Louis, etc. Nous étant fait rendre compte, en notre Conseil, des différents règlements de police, jugements et arrêts intervenus sur le fait du commerce des suifs dans notre bonne ville de Paris; comme aussi des droits de différente nature qui se perçoivent sur cette marchandise, et de la forme de leur perception, nous avons reconnu que les précautions imaginées depuis deux siècles, pour procurer l'abondance et le bon marché d'une matière si essentielle aux besoins du peuple, avaient dû nécessairement produire des effets absolument contraires à leur objet ; que, par d'anciens règlements de 1567 et 1577, maintenus par des jugements postérieurs, et notamment un arrêt du 19 août 1758, il n'était permis, ni aux bouchers qui rassemblent et fondent les suifs, d'en garder chez eux ou de les vendre librement; ni aux chandeliers qui les emploient, de s'approvisionner de la quantité qu'ils jugent nécessaire à leur fabrication; que les suifs devaient, à des jours fixes, être exposés en vente, et lotis entre les maîtres chandeliers, qui ne pouvaient les payer qu'à un prix uniforme, à peine d'amende; que ceux qu'il est nécessaire de tirer de l'étranger, pour suppléer à l'insuffisance de ceux du royaume, étaient soumis aux mêmes règles, et pareillement lotis, en sorte qu'aucun particulier ne pouvait se permettre de spéculation sur cette branche utile de commerce; que la communauté entière des chandeliers ne pouvait même s'y livrer, à cause des droits considérables dont cette matière était grevée à l'importation, jusqu'à ce qu'il ait plu au feu roi, notre très-honoré seigneur et aïeul, de les modérer par l'arrêt de son Conseil du 28 novembre 1768. Nous n'avons pu reconnaître, dans cette police contraire à tous les principes du commerce, qu'une suite et un abus résultant de la constitution vicieuse des corps et communautés que nous nous déterminons à supprimer. Notre intention étant qu'à l'avenir les professions de boucher et de chandelier soient, ainsi que les autres, exercées librement, la méthode d'exposer en vente publique et de lotir ces matières ne peut plus subsister; et, les droits auxquels elles sont sujettes ne pouvant continuer d'être perçus dans la forme ci-devant usitée, il est nécessaire d'y substituer une forme plus simple et plus avantageuse au peuple. A quoi nous avons pourvu par l'arrêt cejourd'hui rendu en notre Conseil d'Etat, nous y étant, et nous avons ordonné que pour son exécution toutes lettres néces

saires seraient expédiées. A ces causes, etc. Nous avons ordonné ce qui suit :

Art. I. Le commerce des suifs sera libre à l'avenir dans notre bonne ville de Paris, et l'obligation de les exposer en vente, pour être lotis entre les chandeliers, demeurera abrogée à compter de la publication de l'arrêt de ce jour et des présentes, nonobstant tous règlements, jugements de police ou arrêts confirmatifs d'iceux, que nous voulons être regardés comme nuls et non avenus; en conséquence, il sera libre à tous bouchers de vendre, comme à tous chandeliers d'acheter lesdites matières, dans tels temps ou lieux, et en telle quantité que bon leur semblera.
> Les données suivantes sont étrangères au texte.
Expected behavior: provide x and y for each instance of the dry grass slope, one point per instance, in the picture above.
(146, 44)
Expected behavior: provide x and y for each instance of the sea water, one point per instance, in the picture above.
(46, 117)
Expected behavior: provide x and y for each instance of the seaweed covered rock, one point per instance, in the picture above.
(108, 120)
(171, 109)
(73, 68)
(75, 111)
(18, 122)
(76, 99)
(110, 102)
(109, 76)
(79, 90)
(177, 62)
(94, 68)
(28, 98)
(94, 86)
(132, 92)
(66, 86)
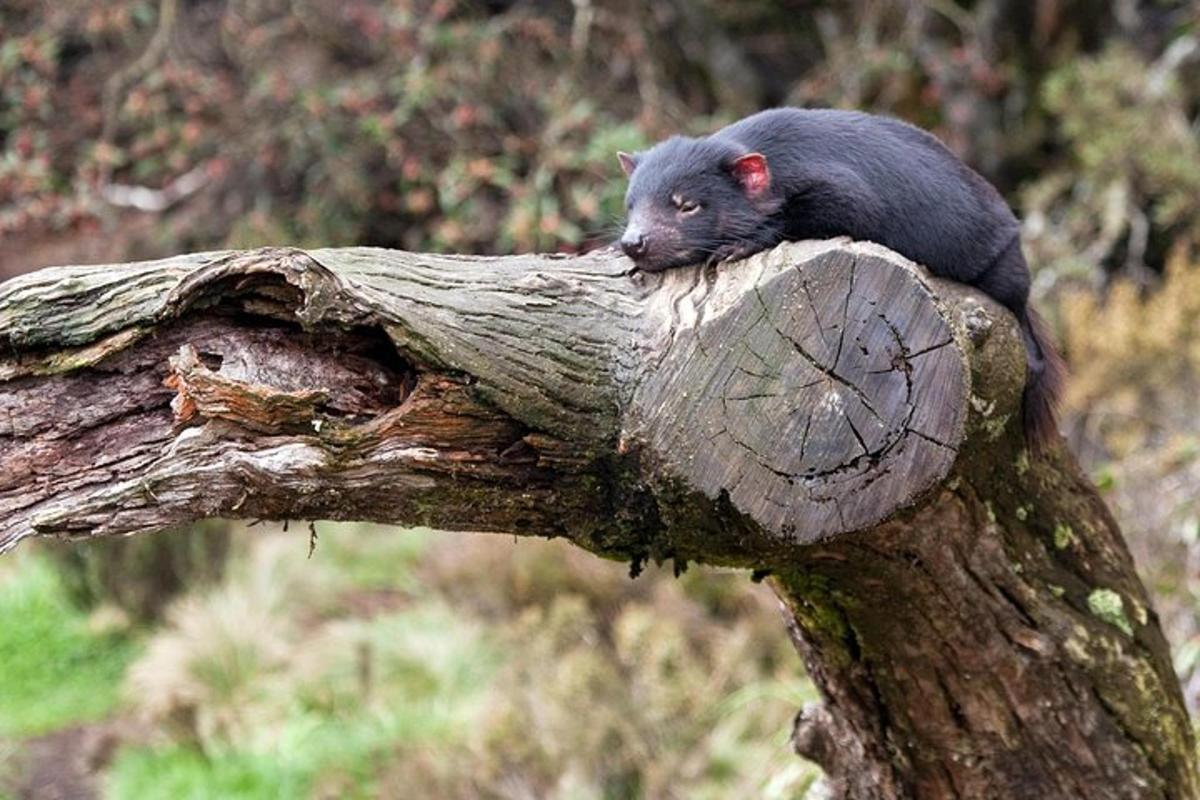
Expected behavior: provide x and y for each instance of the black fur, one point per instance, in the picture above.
(843, 173)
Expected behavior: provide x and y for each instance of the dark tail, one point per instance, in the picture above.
(1044, 383)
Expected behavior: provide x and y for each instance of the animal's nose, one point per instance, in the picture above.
(634, 245)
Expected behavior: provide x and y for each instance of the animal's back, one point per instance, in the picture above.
(928, 204)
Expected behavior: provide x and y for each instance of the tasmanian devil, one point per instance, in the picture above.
(790, 174)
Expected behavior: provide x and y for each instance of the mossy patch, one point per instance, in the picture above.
(1063, 536)
(1108, 606)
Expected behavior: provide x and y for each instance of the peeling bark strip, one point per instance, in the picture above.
(823, 411)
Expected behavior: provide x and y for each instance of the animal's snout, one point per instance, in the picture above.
(634, 244)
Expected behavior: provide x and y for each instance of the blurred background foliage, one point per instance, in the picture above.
(205, 663)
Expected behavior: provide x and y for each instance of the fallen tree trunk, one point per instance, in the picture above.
(825, 413)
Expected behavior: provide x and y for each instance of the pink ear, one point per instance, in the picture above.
(751, 170)
(628, 163)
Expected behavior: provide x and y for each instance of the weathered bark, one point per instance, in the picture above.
(825, 413)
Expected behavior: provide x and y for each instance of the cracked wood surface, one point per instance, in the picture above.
(813, 390)
(825, 413)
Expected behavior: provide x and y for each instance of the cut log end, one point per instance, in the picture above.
(831, 394)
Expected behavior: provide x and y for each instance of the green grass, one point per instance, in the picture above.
(185, 774)
(429, 675)
(55, 671)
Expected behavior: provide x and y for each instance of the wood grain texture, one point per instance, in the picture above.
(825, 413)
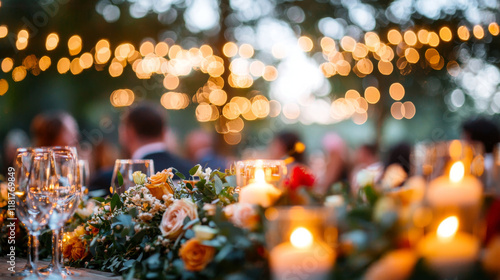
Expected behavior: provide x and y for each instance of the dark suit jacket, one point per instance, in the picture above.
(164, 160)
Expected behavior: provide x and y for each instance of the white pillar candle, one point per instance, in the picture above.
(448, 252)
(259, 192)
(301, 258)
(455, 190)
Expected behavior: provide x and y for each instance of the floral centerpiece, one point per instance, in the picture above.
(162, 230)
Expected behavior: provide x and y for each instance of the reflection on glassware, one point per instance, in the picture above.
(68, 192)
(127, 167)
(274, 171)
(33, 189)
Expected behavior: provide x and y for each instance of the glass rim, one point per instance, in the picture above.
(132, 160)
(283, 212)
(264, 161)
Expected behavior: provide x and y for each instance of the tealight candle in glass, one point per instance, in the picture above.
(449, 251)
(300, 242)
(259, 181)
(457, 192)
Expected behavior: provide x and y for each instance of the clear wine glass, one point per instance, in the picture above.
(22, 165)
(33, 189)
(68, 193)
(127, 167)
(57, 244)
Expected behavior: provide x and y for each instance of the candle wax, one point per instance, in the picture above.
(312, 263)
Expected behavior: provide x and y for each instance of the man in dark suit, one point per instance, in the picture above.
(141, 133)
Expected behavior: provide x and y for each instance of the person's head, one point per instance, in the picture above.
(198, 143)
(366, 154)
(14, 139)
(482, 130)
(142, 124)
(400, 154)
(56, 128)
(287, 144)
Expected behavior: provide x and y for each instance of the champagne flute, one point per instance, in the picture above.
(127, 167)
(33, 190)
(22, 165)
(68, 194)
(56, 243)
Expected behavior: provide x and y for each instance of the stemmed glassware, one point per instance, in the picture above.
(126, 167)
(34, 190)
(67, 197)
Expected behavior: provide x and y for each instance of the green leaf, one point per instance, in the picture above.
(120, 178)
(217, 184)
(231, 180)
(193, 170)
(180, 175)
(100, 199)
(190, 223)
(115, 201)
II. Le droit du sou pour livre, établi sur la vente des suifs dans l'intérieur de Paris, sera supprimé, et cessera d'être perçu à compter du même jour. III. Pour suppléer au montant dudit droit, il sera remplacé par un droit sur les bestiaux qui produisent du suif, proportionnément à la quantité moyenne qu'on en retire; lequel droit, modéré pour sa quotité, ne sera perçu, aux entrées et barrières de Paris, qu'à raison de 2 livres 12 sous 2 deniers par bœuf, 1 livre 9 sous 3 deniers par vache, 5 sous 2 deniers par mouton.

IV. Ne sera ledit droit d'entrée établi par l'article précédent sujet à aucuns droits additionnels en faveur de la ville de Paris, de l'hôpital-général, de nos fermes générales, attendu que ce droit n'est qu'un remplacement, et que le droit remplacé n'était point sujet aux droits additionnels.

V. Le droit principal de cent sous par quintal, à l'entrée des suifs étrangers dans Paris, sera réduit à 1 livre 18 sous 9 deniers, pour, avec les droits de domaine, barrage, poids-le-roi, et sou pour livre d'iceux, qui se montent à 11 sous 2 deniers, former une somme de 2 livres 10 sous par quintal, ou 6 deniers par livre de suif ou de chandelle.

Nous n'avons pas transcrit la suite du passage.